2655- * The complete build log is located at '/var/log/portage/build/dev-libs/botan-3.1.0:20230712-121644.log'.
2656- * For convenience, a symlink to the build log is located at '/var/tmp/portage/dev-libs/botan-3.1.0/temp/build.log'.

You’ve been looping the entire test corpus, right?

Just looping the failing kyber_keygen test didn’t give me any errors in about 4000 iterations, unfortunately.

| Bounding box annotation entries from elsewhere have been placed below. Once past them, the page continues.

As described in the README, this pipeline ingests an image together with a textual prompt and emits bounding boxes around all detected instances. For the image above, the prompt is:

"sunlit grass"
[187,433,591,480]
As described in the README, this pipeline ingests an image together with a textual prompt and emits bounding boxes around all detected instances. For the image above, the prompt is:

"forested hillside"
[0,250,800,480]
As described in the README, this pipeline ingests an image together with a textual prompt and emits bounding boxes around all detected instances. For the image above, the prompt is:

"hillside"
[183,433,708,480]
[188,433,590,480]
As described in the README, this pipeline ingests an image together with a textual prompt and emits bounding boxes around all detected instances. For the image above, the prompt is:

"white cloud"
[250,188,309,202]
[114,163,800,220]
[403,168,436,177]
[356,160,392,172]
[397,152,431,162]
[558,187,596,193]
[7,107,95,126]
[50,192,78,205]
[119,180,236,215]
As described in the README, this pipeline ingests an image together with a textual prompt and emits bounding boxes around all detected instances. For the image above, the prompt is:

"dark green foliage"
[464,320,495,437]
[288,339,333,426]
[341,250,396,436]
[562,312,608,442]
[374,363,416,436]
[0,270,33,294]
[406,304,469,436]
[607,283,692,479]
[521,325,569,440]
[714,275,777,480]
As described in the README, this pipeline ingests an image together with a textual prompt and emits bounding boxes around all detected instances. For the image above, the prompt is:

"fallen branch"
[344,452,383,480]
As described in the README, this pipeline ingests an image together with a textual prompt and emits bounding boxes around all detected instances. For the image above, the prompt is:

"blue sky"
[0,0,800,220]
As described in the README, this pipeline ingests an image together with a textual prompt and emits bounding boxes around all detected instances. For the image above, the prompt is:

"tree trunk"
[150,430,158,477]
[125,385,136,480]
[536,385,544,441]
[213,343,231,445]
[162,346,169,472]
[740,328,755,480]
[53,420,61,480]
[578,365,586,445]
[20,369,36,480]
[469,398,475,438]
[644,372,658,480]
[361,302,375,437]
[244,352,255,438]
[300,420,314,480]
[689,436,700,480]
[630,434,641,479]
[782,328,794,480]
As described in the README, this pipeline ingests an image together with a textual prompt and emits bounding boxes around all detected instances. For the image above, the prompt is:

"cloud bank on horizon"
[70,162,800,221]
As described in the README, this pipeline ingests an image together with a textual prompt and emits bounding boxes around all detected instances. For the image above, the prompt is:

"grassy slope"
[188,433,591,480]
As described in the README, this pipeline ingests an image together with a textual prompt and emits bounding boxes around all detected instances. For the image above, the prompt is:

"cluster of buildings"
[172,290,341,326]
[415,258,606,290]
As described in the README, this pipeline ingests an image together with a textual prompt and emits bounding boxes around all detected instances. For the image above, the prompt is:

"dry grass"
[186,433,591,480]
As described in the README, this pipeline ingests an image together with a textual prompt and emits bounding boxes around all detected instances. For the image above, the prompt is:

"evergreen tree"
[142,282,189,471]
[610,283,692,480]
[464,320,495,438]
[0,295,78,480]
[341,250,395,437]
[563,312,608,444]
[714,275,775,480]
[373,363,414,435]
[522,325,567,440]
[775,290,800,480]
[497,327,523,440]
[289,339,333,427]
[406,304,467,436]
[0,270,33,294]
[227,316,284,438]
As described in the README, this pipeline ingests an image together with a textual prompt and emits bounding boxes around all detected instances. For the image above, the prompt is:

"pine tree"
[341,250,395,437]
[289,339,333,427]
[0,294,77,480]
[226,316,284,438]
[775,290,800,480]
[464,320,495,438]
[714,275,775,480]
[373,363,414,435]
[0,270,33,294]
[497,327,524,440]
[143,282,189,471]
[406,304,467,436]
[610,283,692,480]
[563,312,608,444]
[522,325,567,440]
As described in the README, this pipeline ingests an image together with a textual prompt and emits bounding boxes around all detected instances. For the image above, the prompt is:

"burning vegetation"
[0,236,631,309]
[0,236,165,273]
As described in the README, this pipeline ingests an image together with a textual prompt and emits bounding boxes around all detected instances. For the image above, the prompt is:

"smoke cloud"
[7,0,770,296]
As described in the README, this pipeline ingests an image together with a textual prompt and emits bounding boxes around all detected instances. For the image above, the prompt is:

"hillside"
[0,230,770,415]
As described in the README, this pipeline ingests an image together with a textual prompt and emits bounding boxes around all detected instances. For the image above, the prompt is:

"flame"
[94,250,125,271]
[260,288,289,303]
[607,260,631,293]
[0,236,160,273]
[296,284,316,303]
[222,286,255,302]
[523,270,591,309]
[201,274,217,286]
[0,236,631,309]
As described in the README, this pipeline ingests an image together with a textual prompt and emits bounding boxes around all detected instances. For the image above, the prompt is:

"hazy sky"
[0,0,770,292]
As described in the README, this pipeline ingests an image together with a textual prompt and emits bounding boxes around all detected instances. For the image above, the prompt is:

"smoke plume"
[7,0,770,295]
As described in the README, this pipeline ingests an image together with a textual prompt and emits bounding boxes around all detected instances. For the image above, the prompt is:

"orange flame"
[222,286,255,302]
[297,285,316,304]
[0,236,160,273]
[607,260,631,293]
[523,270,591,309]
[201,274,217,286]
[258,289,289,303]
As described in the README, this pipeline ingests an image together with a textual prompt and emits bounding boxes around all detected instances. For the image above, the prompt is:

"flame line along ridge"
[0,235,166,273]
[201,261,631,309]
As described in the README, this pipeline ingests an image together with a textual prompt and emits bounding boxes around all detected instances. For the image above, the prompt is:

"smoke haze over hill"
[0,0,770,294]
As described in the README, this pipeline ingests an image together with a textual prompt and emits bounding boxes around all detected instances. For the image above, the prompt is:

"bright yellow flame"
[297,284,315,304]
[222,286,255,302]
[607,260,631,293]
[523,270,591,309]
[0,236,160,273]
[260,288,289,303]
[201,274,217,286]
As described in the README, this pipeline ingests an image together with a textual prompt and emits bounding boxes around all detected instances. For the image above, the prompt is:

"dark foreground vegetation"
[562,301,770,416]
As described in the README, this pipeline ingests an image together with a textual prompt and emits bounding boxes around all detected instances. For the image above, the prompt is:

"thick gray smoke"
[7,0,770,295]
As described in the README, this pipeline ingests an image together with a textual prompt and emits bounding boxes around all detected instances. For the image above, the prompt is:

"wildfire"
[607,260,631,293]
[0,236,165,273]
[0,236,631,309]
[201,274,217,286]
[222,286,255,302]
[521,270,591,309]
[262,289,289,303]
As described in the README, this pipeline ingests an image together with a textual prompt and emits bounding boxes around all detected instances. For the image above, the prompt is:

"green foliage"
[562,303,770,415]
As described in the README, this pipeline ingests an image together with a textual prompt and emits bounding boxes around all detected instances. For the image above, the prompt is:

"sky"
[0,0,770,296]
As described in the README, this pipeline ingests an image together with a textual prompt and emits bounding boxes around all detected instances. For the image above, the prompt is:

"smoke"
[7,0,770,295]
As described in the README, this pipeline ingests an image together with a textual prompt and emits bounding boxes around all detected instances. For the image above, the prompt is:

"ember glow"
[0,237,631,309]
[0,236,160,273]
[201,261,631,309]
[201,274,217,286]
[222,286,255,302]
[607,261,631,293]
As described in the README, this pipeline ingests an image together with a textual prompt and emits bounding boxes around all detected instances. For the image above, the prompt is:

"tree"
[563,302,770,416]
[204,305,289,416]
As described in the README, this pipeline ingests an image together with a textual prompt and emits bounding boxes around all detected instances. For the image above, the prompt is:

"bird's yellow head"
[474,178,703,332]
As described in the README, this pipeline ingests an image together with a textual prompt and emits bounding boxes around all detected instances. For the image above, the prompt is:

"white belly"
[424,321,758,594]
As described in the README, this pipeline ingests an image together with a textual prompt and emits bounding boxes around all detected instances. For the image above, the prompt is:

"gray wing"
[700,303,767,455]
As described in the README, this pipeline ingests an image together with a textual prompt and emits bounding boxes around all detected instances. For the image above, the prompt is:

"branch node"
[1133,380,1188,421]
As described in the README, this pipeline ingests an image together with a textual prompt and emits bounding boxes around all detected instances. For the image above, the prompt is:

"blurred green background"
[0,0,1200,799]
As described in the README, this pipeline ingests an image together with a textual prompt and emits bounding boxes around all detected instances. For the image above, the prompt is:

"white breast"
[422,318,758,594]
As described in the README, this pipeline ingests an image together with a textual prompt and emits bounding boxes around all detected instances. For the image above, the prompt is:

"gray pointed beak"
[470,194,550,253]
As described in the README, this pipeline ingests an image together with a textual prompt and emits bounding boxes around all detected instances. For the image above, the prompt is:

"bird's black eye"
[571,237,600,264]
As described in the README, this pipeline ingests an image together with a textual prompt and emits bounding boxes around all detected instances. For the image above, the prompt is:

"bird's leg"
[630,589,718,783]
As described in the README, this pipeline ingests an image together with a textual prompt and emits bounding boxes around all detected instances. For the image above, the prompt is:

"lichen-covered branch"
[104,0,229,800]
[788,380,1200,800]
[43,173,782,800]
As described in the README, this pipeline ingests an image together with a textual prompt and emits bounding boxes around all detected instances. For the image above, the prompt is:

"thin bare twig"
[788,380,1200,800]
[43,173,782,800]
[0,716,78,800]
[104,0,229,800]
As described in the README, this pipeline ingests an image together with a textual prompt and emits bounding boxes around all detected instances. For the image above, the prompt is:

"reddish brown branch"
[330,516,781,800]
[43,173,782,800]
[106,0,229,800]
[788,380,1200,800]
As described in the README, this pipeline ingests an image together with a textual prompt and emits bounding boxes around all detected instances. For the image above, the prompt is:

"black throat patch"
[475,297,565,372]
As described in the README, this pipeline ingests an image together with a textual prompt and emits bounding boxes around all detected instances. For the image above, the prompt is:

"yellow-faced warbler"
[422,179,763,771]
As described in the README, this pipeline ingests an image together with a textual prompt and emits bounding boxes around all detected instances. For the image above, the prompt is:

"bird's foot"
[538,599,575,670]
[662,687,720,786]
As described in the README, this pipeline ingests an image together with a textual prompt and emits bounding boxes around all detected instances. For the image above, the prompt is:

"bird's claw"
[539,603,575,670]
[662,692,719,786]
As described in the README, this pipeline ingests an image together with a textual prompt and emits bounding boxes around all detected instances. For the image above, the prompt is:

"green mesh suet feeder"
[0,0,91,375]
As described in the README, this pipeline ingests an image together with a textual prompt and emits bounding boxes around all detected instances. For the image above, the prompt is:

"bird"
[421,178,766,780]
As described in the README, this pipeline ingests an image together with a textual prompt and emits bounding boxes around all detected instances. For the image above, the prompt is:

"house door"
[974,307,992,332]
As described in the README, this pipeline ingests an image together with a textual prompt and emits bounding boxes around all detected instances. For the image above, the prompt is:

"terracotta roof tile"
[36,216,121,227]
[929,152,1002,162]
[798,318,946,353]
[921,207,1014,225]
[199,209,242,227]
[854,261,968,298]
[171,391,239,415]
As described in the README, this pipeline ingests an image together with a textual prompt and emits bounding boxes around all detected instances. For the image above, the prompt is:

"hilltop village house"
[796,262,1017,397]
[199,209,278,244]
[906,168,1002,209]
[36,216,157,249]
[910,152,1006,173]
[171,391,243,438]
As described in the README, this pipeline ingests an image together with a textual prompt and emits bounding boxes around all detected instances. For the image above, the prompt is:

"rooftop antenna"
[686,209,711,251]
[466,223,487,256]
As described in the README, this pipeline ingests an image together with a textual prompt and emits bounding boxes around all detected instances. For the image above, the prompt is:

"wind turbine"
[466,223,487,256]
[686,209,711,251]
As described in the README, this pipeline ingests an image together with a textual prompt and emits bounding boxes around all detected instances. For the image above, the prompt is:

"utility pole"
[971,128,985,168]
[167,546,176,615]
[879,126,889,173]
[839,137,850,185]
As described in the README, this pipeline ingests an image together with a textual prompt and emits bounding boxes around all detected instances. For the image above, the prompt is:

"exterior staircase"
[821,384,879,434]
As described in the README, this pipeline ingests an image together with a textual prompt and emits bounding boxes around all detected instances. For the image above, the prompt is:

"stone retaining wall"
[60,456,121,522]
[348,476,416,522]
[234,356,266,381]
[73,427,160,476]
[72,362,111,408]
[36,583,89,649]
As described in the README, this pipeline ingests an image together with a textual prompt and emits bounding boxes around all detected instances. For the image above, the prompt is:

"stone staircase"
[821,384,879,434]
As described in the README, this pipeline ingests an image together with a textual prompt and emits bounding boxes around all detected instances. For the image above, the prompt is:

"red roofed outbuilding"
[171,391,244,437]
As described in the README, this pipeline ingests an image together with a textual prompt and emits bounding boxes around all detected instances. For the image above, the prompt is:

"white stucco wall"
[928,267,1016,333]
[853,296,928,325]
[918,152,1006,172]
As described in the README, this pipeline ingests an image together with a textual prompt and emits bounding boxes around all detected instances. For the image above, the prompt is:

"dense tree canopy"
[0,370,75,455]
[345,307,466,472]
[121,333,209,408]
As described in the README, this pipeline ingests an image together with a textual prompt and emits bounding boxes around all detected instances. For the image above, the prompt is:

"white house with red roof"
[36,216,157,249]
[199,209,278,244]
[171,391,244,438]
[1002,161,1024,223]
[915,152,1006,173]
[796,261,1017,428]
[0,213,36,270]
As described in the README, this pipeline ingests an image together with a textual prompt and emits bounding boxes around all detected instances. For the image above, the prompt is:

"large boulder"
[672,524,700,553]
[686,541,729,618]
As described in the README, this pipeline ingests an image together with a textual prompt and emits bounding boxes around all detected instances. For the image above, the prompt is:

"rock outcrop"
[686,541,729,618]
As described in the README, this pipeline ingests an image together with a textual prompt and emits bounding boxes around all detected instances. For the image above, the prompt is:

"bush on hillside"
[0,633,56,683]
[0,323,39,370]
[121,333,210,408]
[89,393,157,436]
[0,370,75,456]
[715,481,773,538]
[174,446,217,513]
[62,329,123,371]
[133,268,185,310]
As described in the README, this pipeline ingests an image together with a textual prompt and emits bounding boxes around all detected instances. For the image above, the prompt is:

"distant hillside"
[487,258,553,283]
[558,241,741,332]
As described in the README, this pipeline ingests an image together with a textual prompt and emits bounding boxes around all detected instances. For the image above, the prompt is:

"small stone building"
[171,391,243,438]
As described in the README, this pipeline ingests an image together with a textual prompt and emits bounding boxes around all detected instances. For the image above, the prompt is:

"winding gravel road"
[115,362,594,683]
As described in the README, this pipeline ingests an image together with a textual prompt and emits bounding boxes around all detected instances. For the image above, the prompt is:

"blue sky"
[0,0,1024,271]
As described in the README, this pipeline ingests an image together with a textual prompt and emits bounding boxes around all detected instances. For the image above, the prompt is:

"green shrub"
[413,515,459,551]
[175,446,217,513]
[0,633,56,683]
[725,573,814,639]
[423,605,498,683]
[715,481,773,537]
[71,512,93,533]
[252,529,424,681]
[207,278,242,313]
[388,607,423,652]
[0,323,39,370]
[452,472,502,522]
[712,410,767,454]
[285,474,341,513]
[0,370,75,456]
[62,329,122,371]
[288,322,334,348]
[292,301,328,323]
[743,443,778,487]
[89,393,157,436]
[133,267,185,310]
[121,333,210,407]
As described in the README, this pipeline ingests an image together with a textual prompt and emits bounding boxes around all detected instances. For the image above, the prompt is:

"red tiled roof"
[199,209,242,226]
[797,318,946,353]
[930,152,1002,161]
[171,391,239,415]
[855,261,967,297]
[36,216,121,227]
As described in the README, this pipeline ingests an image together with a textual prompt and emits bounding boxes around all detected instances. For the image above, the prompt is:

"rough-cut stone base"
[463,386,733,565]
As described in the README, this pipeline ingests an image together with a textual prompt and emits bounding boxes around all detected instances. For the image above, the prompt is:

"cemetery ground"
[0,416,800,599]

i=1; while ./botan-test kyber_keygen; do echo $i; i=$(( i+1 )); done

Edit: same with kdf_kat in 20k iterations. 😦

i=1; while ./botan-test kdf_kat; do echo $i; i=$(( i+1 )); done

Edit 2: the full corpus failed rather quickly. 😮

I seem to be able to reproduce it.

Edit 3: 50 iterations of the test corpus on Botan 3.0.0 came back clean.